Went online. I've seen a lot of people here criticize mainstream online dating sites as ineffective, depressing etc. but for me "meeting people" online is 100 times easier then in person. I have MAJOR trouble approaching and starting conversation with strangers. Online, putting up a profile and messaging girls was really hard at first, but I got over it. The initial results were disappointing and discouraging, but I stuck with it, learned the "ins and outs" of online dating and developed better "strategy," improved my profile, pictures, messages and approach. I could slowly see the results were improving, I was getting better response rates and able to maintain message conversations for longer. It was inevitable that I would eventually get a date if I kept at it and eventually it happened, and not from someone I really expected!

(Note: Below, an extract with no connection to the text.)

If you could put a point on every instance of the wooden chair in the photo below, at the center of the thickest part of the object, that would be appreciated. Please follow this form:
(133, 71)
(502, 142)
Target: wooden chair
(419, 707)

So how do I feel after going on my first date at 27? For one, no denying it was a big sense of relief. Also it's opened up a whole new can of worms in terms of situations I don't have experience with and it's kind of scary! 

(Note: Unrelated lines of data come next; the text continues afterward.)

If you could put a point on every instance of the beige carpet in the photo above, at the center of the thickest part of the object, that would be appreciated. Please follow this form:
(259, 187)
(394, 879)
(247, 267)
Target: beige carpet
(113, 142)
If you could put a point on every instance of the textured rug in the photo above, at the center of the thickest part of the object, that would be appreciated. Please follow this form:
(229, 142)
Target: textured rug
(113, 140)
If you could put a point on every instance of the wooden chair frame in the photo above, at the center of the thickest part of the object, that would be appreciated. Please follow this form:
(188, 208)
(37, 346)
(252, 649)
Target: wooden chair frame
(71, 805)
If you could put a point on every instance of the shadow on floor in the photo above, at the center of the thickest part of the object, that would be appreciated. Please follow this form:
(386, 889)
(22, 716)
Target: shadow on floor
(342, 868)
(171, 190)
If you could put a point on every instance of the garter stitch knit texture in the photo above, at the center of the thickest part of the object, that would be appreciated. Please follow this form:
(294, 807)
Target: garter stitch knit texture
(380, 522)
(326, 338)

I guess one take away point is it's never too late! And if anyone has any questions for me feel free to ask or PM.


----------



## MN8 (Jan 31, 2013)

Incredible post, OP!
Your hard work really paid off!

I'm happy that it did and also that you shared this story because it's a good reminder that change is possible~


----------



## mardymoo (Jan 8, 2013)

Well done, i'm also a great believer in dating websites although I have no one after 4 years.


----------



## M4RTIN (Dec 29, 2012)

Wow amazing post ! I'm glad you posted, gives me hope. Thanks!


----------



## Paragon (Apr 13, 2010)

I'm really glad the effort has paid off 

And yeah, there will be more unknown territory from this point forward, but you'll figure that out too... and have some fun in the process 

Grats, man.


----------



## mcgilicutty (Apr 9, 2012)

Happy for you Mike! Terrific efforts. Very encouraging post. Thx.


----------